Ahmed Shafayat, Emon Muhit Islam, Moumi Nazifa Ahmed, Huang Lifu, Zhou Dawei, Vikesland Peter, Pruden Amy, Zhang Liqing
Department of Computer Science, Virginia Polytechnic Institute and State University, Blacksburg, USA.
Department of Civil and Environmental Engineering, Virginia Polytechnic Institute and State University, Blacksburg, USA.
Sci Rep. 2025 Aug 18;15(1):30174. doi: 10.1038/s41598-025-14545-4.

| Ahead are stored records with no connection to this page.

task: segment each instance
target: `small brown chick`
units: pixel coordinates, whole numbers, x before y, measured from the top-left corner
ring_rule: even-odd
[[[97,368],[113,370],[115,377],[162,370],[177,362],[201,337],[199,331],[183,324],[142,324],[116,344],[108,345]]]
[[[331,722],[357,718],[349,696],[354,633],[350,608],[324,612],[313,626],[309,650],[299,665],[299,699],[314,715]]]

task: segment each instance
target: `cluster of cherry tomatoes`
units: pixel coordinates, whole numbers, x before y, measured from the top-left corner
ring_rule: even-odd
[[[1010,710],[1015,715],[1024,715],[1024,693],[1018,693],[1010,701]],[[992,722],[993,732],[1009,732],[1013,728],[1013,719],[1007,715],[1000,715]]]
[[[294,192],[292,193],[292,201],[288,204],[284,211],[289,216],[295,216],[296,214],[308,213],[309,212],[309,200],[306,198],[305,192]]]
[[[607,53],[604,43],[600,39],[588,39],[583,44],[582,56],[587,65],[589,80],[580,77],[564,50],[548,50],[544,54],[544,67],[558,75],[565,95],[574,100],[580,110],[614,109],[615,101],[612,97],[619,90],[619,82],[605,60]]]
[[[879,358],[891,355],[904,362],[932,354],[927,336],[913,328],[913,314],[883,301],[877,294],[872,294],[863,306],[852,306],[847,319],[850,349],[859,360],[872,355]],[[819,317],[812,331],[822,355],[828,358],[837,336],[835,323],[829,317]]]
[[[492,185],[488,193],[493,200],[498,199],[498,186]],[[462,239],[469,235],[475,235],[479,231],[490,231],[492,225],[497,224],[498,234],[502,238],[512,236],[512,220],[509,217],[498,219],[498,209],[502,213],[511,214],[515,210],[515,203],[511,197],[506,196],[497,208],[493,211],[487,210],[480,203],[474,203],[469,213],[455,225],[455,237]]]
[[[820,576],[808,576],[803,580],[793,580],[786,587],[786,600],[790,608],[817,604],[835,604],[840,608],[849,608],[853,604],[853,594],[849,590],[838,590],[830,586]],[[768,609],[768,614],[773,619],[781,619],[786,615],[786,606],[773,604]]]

The evolution and spread of antibiotic resistance pose a global health challenge. Whole genome and metagenomic sequencing offer a promising approach to monitoring the spread, but typical alignment-based approaches for antibiotic resistance gene (ARG) detection are inherently limited in the ability to detect new variants. Large protein language models could present a powerful alternative but are limited by databases available for training. Here we introduce ProtAlign-ARG, a novel hybrid model combining a pre-trained protein language model and an alignment scoring-based model to expand the capacity for ARG detection from DNA sequencing data. ProtAlign-ARG learns from vast unannotated protein sequences, utilizing raw protein language model embeddings to improve the accuracy of ARG classification. In instances where the model lacks confidence, ProtAlign-ARG employs an alignment-based scoring method, incorporating bit scores and e-values to classify ARGs according to their corresponding classes of antibiotics. ProtAlign-ARG demonstrated remarkable accuracy in identifying and classifying ARGs, particularly excelling in recall compared to existing ARG identification and classification tools. We also extended ProtAlign-ARG to predict the functionality and mobility of ARGs, highlighting the model's robustness in various predictive tasks. A comprehensive comparison of ProtAlign-ARG with both the alignment-based scoring model and the pre-trained protein language model demonstrated the superior performance of ProtAlign-ARG.
抗生素耐药性的演变和传播对全球健康构成了挑战。全基因组和宏基因组测序为监测其传播提供了一种很有前景的方法,但用于检测抗生素耐药基因(ARG)的典型基于比对的方法在检测新变体的能力上存在固有局限。大型蛋白质语言模型可能是一种强大的替代方法,但受到可用于训练的数据库的限制。在此,我们介绍ProtAlign-ARG,这是一种新型混合模型,它结合了预训练的蛋白质语言模型和基于比对评分的模型,以扩展从DNA测序数据中检测ARG的能力。ProtAlign-ARG从大量未注释的蛋白质序列中学习,利用原始蛋白质语言模型嵌入来提高ARG分类的准确性。在模型缺乏信心的情况下,ProtAlign-ARG采用基于比对的评分方法,纳入比特分数和期望值,根据相应的抗生素类别对ARG进行分类。ProtAlign-ARG在识别和分类ARG方面表现出显著的准确性,特别是与现有的ARG识别和分类工具相比,在召回率方面表现出色。我们还扩展了ProtAlign-ARG以预测ARG的功能和移动性,突出了该模型在各种预测任务中的稳健性。将ProtAlign-ARG与基于比对的评分模型和预训练的蛋白质语言模型进行的全面比较证明了ProtAlign-ARG的优越性能。